I have a patient with a history of severe systemic symptoms following three insect bites. Hymenoptera skin testing and lab testing was negative; fire ant skin testing and lab testing was negative. Tryptase was normal. The patient identified triatoma on pictures as being likely culprits. As far as I know, there is no commercially available testing or treatment for triatoma allergy. Have there been any advances in testing or treatment for triatoma allergy? We are considering daily antihistamine therapy and avoidance measures. Is there any evidence that omalizumab might be helpful for prevention of systemic symptoms in the event that she is bitten again?
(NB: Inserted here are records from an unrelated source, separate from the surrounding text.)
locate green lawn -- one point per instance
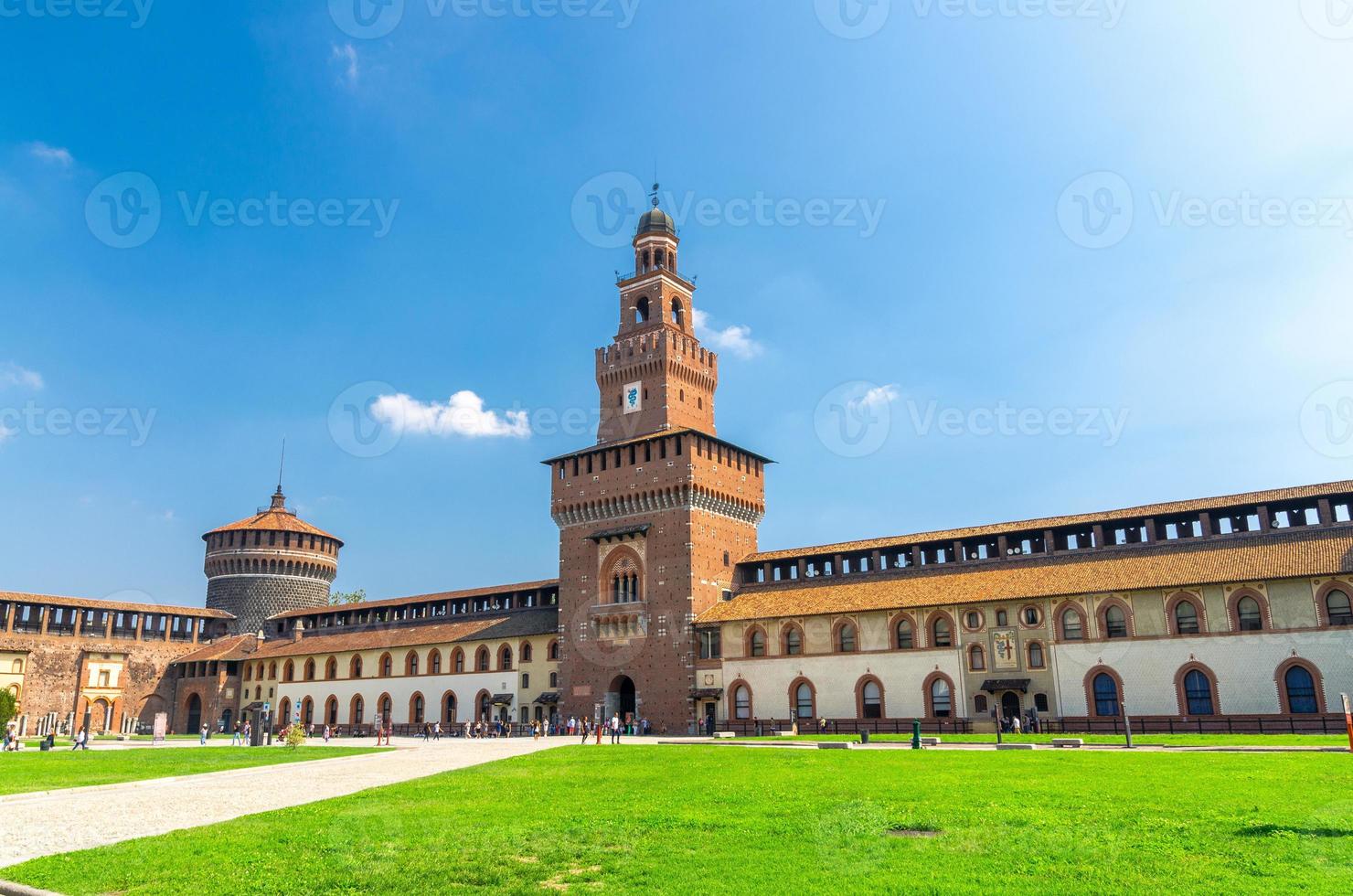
(716, 819)
(31, 771)
(1167, 740)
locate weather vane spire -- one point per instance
(282, 464)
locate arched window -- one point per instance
(1105, 696)
(1073, 628)
(1338, 609)
(804, 700)
(942, 699)
(871, 700)
(1299, 685)
(1035, 656)
(902, 633)
(757, 643)
(741, 701)
(1186, 617)
(1248, 614)
(416, 709)
(942, 635)
(1115, 622)
(1198, 693)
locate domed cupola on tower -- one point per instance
(655, 375)
(268, 563)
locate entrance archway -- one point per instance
(622, 698)
(194, 715)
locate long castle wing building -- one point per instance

This question was previously addressed in Ask the Expert and that answer is provided below. I looked through pubmed and was not able to find any further information on this topic.

Andrew Murphy, MD, FAAAAI

Q: 7/22/2013
I have a patient who has had two systemic reactions to the bite of a kissing bug (Triatoma Protracta). Is anyone doing research on this insect as I do not know of an extract to test with, rast test, or treatment option other than an Epipen. If there is research ongoing and this person could participate in some way, I would be glad to be of assistance as we do research in this office.

A: There is, to my knowledge, no commercially available test for IgE anti-triatoma. However, both Mayo Clinic Laboratory and Quest Laboratory offer an IgG ELISA to detect an immune response to triatoma. Although, of course, this test would not be useful to detect any “allergic” sensitization, it would be helpful to document that your patient has at least been bitten and developed an immune response to the bug.
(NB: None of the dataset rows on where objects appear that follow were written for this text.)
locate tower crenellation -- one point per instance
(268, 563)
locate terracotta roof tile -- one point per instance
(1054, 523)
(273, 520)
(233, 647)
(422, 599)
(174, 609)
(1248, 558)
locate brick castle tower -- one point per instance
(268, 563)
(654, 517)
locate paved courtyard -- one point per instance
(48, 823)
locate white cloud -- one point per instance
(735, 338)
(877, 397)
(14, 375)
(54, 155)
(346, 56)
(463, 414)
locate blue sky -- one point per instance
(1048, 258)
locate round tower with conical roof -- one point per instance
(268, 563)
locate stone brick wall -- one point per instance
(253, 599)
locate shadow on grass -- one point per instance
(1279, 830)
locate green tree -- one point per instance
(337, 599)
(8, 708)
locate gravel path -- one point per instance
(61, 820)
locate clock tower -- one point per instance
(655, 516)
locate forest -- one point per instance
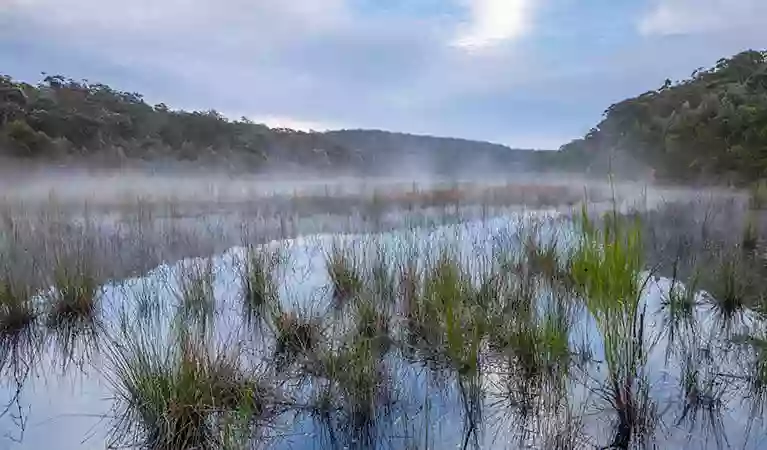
(711, 127)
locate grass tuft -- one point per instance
(345, 275)
(74, 309)
(183, 396)
(606, 267)
(259, 285)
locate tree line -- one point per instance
(711, 127)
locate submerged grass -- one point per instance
(185, 395)
(257, 273)
(499, 318)
(196, 294)
(18, 331)
(74, 312)
(344, 271)
(607, 266)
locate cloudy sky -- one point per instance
(528, 73)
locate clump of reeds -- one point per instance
(74, 309)
(729, 291)
(679, 306)
(758, 195)
(184, 396)
(197, 301)
(352, 380)
(259, 284)
(606, 267)
(296, 334)
(345, 274)
(703, 391)
(750, 239)
(18, 314)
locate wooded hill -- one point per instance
(711, 127)
(60, 119)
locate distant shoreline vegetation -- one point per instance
(710, 128)
(61, 119)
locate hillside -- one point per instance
(401, 151)
(64, 120)
(712, 126)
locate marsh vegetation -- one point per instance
(468, 316)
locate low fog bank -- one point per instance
(40, 184)
(110, 186)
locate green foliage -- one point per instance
(182, 396)
(94, 118)
(25, 140)
(712, 125)
(606, 268)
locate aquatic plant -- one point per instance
(195, 294)
(18, 331)
(606, 266)
(183, 395)
(74, 310)
(344, 272)
(257, 276)
(296, 333)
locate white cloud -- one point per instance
(675, 17)
(495, 21)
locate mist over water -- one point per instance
(74, 406)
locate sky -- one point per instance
(525, 73)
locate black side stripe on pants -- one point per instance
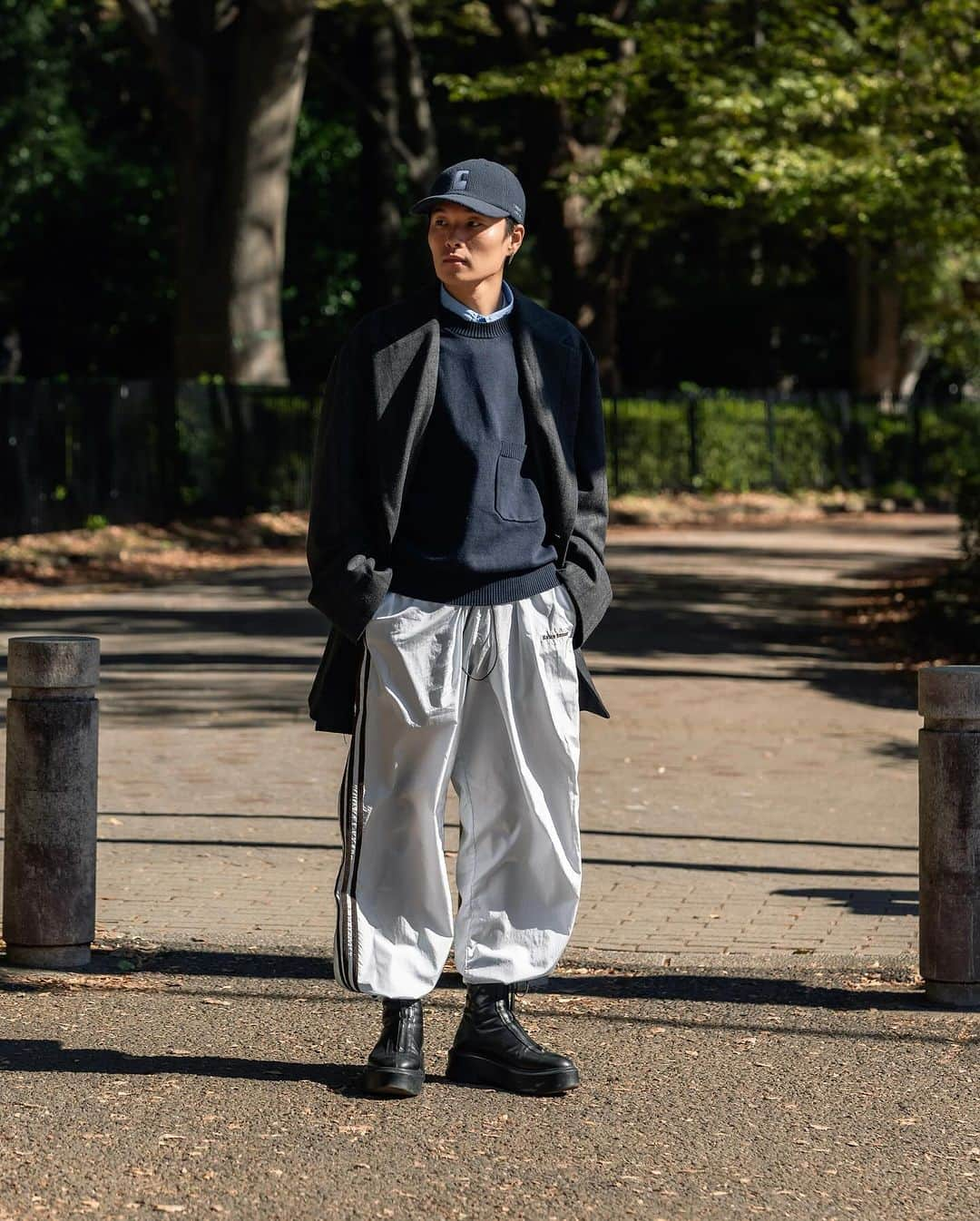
(352, 800)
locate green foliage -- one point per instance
(850, 121)
(722, 442)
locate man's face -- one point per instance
(468, 247)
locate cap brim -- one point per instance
(475, 205)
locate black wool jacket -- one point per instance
(377, 402)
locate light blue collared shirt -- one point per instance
(471, 315)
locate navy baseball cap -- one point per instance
(486, 187)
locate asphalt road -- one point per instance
(214, 1083)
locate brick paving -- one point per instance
(754, 794)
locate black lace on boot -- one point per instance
(396, 1066)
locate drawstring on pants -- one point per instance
(495, 646)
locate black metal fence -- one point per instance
(88, 452)
(737, 441)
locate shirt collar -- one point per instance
(471, 315)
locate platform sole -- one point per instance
(394, 1082)
(471, 1070)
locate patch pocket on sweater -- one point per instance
(515, 498)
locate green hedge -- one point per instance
(714, 441)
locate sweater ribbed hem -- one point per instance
(505, 589)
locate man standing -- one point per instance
(456, 542)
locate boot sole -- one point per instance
(468, 1070)
(394, 1082)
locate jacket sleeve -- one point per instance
(348, 584)
(584, 571)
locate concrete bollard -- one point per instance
(49, 838)
(950, 833)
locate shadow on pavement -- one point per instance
(779, 607)
(863, 903)
(709, 985)
(45, 1055)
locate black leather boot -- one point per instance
(492, 1048)
(396, 1065)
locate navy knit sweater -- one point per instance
(472, 525)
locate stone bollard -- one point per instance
(950, 833)
(49, 839)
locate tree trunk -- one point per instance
(380, 265)
(397, 137)
(235, 81)
(886, 360)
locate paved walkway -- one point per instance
(754, 793)
(218, 1084)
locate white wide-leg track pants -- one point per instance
(485, 698)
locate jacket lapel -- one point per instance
(406, 370)
(543, 366)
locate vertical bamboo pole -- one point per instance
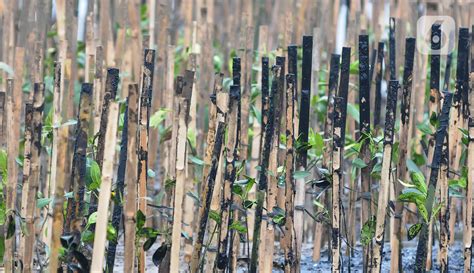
(185, 100)
(289, 231)
(421, 251)
(58, 207)
(75, 208)
(231, 151)
(146, 86)
(364, 130)
(131, 174)
(264, 163)
(57, 108)
(385, 177)
(303, 128)
(105, 190)
(340, 114)
(395, 238)
(33, 185)
(327, 154)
At this time, I am not aware of any treatment other than epinephrine for the acute episode and attempts to rid the home environment of the bug. There have been successful reports (see abstract copied below by Rohr, Saxon, et al.) of desensitization to triatoma venom, but since, at least to my knowledge and based upon a search, no venom is available for testing or treatment (1), the issue remains moot at this time.

Parenthetically, there is an excellent fairly recent review of triatoma allergy which is available to you at no charge online. The abstract is also copied below (Klotz, et al.).

However, since I was unable to find any ongoing research protocol for venom available for testing or treatment, I am going to ask Dr. Jacob Pinnas, who has published extensively in this area, to respond to your inquiry as well. When I hear from Dr. Pinnas, I will forward his response to you.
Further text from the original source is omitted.